6月の気温は平年より高めで、ぶどうの生育は再びスピードを上げました。
6月中旬には日当たりのいい畑で花が咲き始めました。開花期は2008年によく似ています。
7月と8月はどちらかというと冷涼で雨が多く気温も低めになりました。畑全体で花ぶるいが見られ、収穫量が大幅に少なくなることが予想されました。
ぶどうの成熟はゆっくりと進みましたが、9月になると乾いた好天と湿気を追い払う風、温暖な気温に恵まれ、ぶどうはよく熟しました。果汁も徐々に凝縮していきました。
ドメーヌ・ジョゼフ・ドルーアンでは9月23日から15日間かけて収穫を行いました。

ワインのスタイル:
白ワインの醸造は難なく進みました。マロラクティック発酵は長く、アペラシオンによっては数ヶ月に及んだものもあります。
ワインは現在のところ、ややグリーンがかった輝くような黄金色の色調で、フローラルなアロマがはっきとした透明感のある香りがします。ピュアな味わいにはシャープな酸味とミネラルのニュアンスも出ています。
シャブリにはストラクチャーがあり、よく熟した香りとともに酸味もしっかりと残しています。
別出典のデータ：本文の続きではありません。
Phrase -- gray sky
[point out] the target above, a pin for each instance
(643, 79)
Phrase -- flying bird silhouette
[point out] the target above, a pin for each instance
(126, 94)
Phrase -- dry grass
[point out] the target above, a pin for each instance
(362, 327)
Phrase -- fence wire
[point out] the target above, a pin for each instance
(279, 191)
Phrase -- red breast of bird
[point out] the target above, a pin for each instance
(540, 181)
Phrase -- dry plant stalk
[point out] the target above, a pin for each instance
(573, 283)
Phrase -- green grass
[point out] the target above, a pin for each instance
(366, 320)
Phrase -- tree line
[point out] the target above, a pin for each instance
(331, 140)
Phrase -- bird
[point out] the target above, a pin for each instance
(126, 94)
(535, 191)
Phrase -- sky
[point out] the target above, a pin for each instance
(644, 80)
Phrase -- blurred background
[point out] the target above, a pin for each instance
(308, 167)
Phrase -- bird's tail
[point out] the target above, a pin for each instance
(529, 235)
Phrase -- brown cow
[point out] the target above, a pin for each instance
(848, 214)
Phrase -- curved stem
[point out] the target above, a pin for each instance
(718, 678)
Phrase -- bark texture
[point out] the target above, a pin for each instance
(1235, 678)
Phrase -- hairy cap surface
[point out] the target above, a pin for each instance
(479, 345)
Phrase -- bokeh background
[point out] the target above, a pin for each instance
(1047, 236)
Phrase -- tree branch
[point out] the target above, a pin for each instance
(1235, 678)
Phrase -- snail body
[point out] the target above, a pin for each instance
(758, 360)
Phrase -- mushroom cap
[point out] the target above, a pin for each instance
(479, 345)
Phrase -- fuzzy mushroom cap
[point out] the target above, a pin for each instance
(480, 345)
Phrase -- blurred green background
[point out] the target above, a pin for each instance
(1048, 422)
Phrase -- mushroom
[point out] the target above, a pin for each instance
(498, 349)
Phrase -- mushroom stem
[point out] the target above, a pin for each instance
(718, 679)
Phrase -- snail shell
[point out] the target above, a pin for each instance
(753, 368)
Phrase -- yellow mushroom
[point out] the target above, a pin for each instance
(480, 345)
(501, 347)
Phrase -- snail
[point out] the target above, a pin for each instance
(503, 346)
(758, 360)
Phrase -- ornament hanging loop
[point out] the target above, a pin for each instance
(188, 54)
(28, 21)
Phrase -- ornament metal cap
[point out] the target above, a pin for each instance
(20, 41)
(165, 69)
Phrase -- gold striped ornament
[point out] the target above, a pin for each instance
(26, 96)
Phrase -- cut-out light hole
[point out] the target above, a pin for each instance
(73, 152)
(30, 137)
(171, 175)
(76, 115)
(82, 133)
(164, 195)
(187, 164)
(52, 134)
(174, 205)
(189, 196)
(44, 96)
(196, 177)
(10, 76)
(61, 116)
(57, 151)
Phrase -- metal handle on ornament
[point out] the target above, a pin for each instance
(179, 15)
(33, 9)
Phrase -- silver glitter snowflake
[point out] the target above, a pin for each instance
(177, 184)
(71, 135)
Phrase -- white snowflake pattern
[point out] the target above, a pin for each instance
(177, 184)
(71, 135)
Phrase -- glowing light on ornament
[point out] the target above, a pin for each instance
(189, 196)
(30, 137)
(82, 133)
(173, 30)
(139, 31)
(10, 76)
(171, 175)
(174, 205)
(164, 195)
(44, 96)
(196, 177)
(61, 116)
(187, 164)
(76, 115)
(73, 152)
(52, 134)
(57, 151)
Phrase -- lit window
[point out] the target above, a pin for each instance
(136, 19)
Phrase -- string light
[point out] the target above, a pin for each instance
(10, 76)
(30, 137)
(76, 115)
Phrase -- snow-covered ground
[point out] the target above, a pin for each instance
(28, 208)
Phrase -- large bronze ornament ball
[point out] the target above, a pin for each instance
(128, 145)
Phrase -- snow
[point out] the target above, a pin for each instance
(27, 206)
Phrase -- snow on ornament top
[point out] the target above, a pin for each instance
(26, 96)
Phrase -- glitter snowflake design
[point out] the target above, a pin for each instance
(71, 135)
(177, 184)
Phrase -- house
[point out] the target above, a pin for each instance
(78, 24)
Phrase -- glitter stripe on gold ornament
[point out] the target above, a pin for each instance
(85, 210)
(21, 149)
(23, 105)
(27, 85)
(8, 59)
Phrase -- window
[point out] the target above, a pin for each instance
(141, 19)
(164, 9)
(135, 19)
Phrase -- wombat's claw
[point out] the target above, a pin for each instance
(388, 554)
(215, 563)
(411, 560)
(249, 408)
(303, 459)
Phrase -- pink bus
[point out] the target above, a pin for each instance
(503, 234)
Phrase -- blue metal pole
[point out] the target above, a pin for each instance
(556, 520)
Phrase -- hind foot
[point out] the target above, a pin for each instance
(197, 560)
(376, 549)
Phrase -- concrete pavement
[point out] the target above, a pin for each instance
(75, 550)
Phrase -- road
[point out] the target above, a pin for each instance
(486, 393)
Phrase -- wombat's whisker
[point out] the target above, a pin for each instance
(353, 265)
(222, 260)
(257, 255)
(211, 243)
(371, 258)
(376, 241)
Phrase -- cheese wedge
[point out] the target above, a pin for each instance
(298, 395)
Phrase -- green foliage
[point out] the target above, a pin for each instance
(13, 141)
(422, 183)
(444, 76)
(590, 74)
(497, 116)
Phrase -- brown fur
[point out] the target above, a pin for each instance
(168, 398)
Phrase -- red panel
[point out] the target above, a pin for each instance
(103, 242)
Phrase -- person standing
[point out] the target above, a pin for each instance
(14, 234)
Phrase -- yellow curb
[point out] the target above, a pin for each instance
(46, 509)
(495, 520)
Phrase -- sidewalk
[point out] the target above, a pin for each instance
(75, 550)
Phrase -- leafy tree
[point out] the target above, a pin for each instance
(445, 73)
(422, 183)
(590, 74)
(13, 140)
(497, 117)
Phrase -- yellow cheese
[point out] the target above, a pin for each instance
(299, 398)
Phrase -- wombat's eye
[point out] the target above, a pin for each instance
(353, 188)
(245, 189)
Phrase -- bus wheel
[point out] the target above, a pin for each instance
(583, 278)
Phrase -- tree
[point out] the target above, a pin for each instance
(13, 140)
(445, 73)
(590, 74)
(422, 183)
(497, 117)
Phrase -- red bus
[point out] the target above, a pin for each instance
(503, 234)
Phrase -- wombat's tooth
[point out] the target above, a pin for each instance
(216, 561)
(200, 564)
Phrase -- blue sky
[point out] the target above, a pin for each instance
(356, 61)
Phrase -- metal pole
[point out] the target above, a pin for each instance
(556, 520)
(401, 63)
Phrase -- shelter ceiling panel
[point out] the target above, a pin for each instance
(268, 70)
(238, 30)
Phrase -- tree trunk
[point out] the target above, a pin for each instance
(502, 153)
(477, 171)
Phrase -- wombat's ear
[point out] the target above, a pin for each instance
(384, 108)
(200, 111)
赤ワインの発酵も同様にハーモニーのあるものに仕上がっています。除梗をせずに仕込んだアイテムも数多くあります。
マロラクティック発酵はやはり遅めに始まりそして期間も長いものとなりましたが、ワインは豊満さと複雑味を増しています。色調は輝きのある美しいルビー色で透明感に優れています。
味わいは血筋のよさを感じさせる高貴さと奥行きがあり、また余韻が長く続きます。特にコート・ド・ニュイではグレート・ヴィンテージとなるでしょう。収穫量が少ないことだけが惜しまれます。